Aunque hay más opciones virtuales, varias acciones siguen siendo obligatorias. Entre ellas están la compraventa de bienes inmuebles, la constitución de hipoteca, las capitulaciones matrimoniales, las donaciones de inmuebles, la constitución o liquidación de patrimonio de familia inembargable, ciertas reformas estatutarias y las sucesiones notariales cuando procedan. También algunos poderes especiales, cuando la ley exige autenticación o escritura pública. La razón, explica la vocera, es mantener un filtro de legalidad y seguridad en actos con alto impacto patrimonial o familiar.

“En estos casos, la intervención notarial no es un trámite caprichoso: busca prevenir fraudes, verificar la capacidad de las partes y dar seguridad jurídica”, afirma la docente de Areandina. 

Por eso, intentar resolverlos únicamente con un documento firmado en casa puede terminar en rechazos, nulidades o conflictos posteriores.

Ahora bien, que un acto siga exigiendo notaría no significa que todo deba hacerse presencial desde cero. Muchas notarías permiten pre-radicación digital de borradores y documentos, agendamiento virtual, orientación previa por correo electrónico o canales institucionales, y en algunos casos pagos electrónicos anticipados. La Superintendencia de Notariado y Registro también ofrece información de trámites y servicios en canales digitales.

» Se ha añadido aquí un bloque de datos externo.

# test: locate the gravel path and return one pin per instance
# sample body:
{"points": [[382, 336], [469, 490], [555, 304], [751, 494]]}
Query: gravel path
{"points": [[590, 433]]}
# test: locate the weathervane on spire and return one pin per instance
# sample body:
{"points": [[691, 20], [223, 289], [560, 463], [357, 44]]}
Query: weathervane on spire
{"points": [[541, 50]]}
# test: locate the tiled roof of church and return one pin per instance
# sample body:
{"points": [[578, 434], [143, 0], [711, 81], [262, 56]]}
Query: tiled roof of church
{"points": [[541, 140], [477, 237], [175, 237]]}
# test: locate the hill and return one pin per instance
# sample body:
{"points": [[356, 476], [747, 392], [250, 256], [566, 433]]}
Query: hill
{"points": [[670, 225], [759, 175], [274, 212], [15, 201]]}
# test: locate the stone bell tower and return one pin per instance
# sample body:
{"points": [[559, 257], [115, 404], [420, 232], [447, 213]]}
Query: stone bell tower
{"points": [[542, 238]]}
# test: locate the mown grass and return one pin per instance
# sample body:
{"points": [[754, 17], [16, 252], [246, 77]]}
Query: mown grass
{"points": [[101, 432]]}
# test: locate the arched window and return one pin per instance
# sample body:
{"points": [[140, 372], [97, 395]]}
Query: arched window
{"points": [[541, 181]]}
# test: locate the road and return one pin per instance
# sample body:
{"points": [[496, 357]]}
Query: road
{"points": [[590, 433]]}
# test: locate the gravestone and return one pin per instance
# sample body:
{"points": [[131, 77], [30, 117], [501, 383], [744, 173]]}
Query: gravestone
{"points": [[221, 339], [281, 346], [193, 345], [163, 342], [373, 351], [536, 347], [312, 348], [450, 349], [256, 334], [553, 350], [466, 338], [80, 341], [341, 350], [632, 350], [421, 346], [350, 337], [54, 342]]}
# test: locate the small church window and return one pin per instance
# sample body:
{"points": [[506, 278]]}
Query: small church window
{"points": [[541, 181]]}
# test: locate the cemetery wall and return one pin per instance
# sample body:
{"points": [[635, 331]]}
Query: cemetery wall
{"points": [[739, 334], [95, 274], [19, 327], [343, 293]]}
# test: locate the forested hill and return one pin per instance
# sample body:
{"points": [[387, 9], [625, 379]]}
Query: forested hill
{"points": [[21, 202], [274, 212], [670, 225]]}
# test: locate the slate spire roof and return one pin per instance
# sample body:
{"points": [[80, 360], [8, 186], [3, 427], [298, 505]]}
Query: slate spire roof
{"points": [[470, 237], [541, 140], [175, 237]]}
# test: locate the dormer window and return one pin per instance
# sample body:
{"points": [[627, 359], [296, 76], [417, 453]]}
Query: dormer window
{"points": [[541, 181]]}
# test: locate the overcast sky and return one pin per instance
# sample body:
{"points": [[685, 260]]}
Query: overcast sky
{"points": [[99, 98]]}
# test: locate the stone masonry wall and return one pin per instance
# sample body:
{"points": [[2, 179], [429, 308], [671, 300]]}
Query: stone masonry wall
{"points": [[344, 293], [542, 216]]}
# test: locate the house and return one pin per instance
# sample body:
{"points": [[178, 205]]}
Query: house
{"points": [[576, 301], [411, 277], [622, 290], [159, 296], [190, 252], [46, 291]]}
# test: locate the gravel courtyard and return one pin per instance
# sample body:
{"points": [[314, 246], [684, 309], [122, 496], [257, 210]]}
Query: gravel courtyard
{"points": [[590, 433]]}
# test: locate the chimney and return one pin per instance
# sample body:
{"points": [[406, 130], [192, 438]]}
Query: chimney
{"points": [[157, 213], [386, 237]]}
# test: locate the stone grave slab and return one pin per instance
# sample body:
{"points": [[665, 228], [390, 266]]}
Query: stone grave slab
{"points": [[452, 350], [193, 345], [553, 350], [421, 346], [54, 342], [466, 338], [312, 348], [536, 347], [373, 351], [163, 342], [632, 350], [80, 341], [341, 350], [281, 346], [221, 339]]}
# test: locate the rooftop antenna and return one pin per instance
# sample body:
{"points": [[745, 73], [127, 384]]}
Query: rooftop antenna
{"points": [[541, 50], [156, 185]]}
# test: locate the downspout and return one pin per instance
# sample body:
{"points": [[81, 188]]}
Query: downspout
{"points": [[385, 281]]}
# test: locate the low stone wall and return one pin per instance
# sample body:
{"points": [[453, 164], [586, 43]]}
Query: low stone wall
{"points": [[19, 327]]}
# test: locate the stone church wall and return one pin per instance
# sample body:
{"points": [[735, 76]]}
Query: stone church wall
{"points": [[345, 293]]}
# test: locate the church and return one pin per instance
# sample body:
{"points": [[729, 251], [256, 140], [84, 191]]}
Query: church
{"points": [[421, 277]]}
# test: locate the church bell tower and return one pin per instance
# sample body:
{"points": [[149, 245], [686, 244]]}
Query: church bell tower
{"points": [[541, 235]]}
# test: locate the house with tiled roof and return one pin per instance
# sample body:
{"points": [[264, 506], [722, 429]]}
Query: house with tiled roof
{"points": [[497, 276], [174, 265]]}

La recomendación práctica es sencilla: antes de salir, revise la página web de la notaría o de la Superintendencia, confirme requisitos actualizados, pregunte si hay cita, si reciben pre-radicación y qué documentos deben llevarse firmados o en original. “El error más común es desplazarse sin verificar requisitos y descubrir en la notaría que faltaba un soporte, una copia o una formalidad específica”, advierte.

Este año el cambio no es que la notaría desaparezca, sino que el ciudadano puede combinar mejor herramientas digitales y trámites presenciales. Saber cuándo aplica cada ruta ahorra tiempo, evita gastos innecesarios y reduce riesgos legales. La regla de oro sigue siendo esta: si la ley no exige solemnidad notarial, probablemente podrá avanzar desde casa; si la exige, lo más inteligente es preparar todo en línea para ir una sola vez y evitar vueltas.